Rare prick chart of the world
By HEATHER, William [and], J[ames] W[illiam] NORIE , 1861

A General Chart For the purpose of pricking off a Ship's Track from England, &c. Southward, and round the World. Drawn by J.S. Hobbs, F.R.G.S. Hydrographer. 1861.

World World maps
  • Author: HEATHER, William [and], J[ames] W[illiam] NORIE
  • Publication place: London
  • Publisher: Published by Charles Wilson (late J.W. Norie & Wilson) No.157 Leadenhall Street
  • Publication date: 1877.
  • Physical description: Engraved chart, on five sheets joined and backed on linen, edged in linen, a few water stains to far right.
  • Dimensions: 820 by 1610mm (32.25 by 63.5 inches).
  • Inventory reference: 17662


Rare chart of the world published for use aboard merchant and passenger shipping, in order to mark a ships track.
With ships constantly sailing back and forth between Britain and Asia, it was essential to ensure smooth and efficient passages.
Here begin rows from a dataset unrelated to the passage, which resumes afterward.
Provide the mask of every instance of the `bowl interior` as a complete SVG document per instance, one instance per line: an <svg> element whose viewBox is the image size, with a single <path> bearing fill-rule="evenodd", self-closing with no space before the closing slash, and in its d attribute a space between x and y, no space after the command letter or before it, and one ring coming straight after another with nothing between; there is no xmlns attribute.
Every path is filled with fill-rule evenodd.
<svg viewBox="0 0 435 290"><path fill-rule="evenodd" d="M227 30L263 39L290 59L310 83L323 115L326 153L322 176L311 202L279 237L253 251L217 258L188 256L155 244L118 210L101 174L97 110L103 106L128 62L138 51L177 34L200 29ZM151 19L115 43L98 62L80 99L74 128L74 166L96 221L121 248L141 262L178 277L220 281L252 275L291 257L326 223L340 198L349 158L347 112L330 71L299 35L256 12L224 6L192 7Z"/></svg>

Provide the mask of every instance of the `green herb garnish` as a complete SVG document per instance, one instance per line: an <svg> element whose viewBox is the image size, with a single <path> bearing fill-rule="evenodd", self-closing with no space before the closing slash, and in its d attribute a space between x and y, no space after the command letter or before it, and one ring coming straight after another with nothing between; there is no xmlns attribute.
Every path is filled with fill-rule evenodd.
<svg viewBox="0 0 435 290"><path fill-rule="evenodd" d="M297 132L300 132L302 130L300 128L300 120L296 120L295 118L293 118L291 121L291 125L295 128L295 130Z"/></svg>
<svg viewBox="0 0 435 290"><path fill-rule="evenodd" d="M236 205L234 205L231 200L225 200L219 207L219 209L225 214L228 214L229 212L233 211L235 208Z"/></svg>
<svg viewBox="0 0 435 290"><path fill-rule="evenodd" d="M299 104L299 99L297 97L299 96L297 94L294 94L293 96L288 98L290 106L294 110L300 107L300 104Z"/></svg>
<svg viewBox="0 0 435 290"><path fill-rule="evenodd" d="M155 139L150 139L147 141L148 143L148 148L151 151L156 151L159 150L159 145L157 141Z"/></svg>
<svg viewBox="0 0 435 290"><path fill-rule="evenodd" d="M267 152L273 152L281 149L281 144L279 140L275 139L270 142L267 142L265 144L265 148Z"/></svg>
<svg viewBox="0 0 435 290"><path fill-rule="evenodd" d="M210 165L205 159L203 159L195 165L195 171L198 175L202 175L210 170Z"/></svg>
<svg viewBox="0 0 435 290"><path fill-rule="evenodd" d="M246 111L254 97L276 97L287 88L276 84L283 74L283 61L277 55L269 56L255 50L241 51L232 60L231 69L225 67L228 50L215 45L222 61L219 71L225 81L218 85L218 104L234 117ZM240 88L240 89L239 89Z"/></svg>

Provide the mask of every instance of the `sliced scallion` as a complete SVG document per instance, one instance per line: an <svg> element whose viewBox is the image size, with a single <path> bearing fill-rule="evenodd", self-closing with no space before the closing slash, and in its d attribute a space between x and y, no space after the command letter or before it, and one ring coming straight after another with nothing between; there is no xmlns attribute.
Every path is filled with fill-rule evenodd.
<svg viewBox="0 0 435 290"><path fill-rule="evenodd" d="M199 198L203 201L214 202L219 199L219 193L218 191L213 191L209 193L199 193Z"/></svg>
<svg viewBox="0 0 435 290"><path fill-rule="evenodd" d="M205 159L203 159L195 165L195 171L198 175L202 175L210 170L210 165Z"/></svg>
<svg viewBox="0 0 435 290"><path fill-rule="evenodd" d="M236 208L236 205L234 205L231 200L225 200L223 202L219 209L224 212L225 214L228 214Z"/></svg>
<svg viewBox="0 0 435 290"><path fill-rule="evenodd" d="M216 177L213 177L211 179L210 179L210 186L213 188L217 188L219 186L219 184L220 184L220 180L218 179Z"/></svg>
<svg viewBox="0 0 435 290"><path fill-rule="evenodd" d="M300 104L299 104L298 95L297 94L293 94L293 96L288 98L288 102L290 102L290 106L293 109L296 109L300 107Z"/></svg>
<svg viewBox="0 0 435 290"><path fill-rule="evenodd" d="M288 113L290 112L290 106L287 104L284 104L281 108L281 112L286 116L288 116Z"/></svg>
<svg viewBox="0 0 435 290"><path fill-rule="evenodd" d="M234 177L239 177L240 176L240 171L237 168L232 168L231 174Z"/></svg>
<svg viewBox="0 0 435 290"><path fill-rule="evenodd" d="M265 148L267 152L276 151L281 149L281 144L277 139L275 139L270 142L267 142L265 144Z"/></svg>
To this end in the 1790s William Heather, hydrographer to the East India Company, began publishing blank charts for use by East India Company shipping, which they could use as a template to plot their tracks through the sea. The charts would continue to be published by Heather, and his successor’s Norie and Wilson, through much of the nineteenth century.
The present example identifies ports and harbours at which the ships might wish to stop off, as well as various shoals, reefs, and ice that could prove to be dangerous obstacles for the unwary seaman; in addition are marked tracks of Great Circle sailing.
The chart marks two ships tracks in red. The first plots a route from Portsmouth to Launceston, Tasmania, via the newly opened Suez Canal. Stops along the way include: Gibraltar; Suez; Aden; Port Galle, Sri Lanka; Albany; Adelaide; and Melbourne. The second track plots the route from London via Plymouth to just south of the Canary Islands.
As noted below the title, the map was available in separate sheets. A navigator could buy the entire world set or just a section with specific routes/areas, depending on their needs. This set has been joined and would fold neatly, making it easy to carry on long voyages.
A note below the title states:
On this Chart the Great Circle and Composite Tracks are laid down to those parts where such sailing is most practicable; against the Monsoons it is not available, excepting perhaps Steamers; & near to the Equator it becomes as Plane Sailing on the Mercator Chart.”
A great circle track indicates the shortest distance between two points on a sphere, and therefore the most direct route. A composite, or modified great-circle, track consists of an initial great-circle track from the point of departure with its vertex on a limiting parallel of latitude.

Prick Charts
The first prick charts were published for the East India Company by William Heather (c1766-1812) in the mid 1790s, and most likely drawn by his apprentice William Norie (1772 – 1843). Norie began his career working with William Heather, who ran the Naval Academy and Naval Warehouse in Leadenhall Street from 1795, which sold navigational instruments, charts, and books on navigation. Norie took over the Naval Warehouse after Heather’s retirement and founded the company J.W. Norie and Company in 1813. After Norie’s death the company became Norie and Wilson, then in 1903 Imray, Laurie, Norie & Wilson.
John Statton Hobbs, was a hydrographer and chartmaker, who produced charts for Charles Wilson successor to William Norie.
Despite the popularity of Norie’s charts aboard nineteenth century British vessels, the present chart is extremely rare.


  1. See NLA MAP RM 2651 for 1859 edition.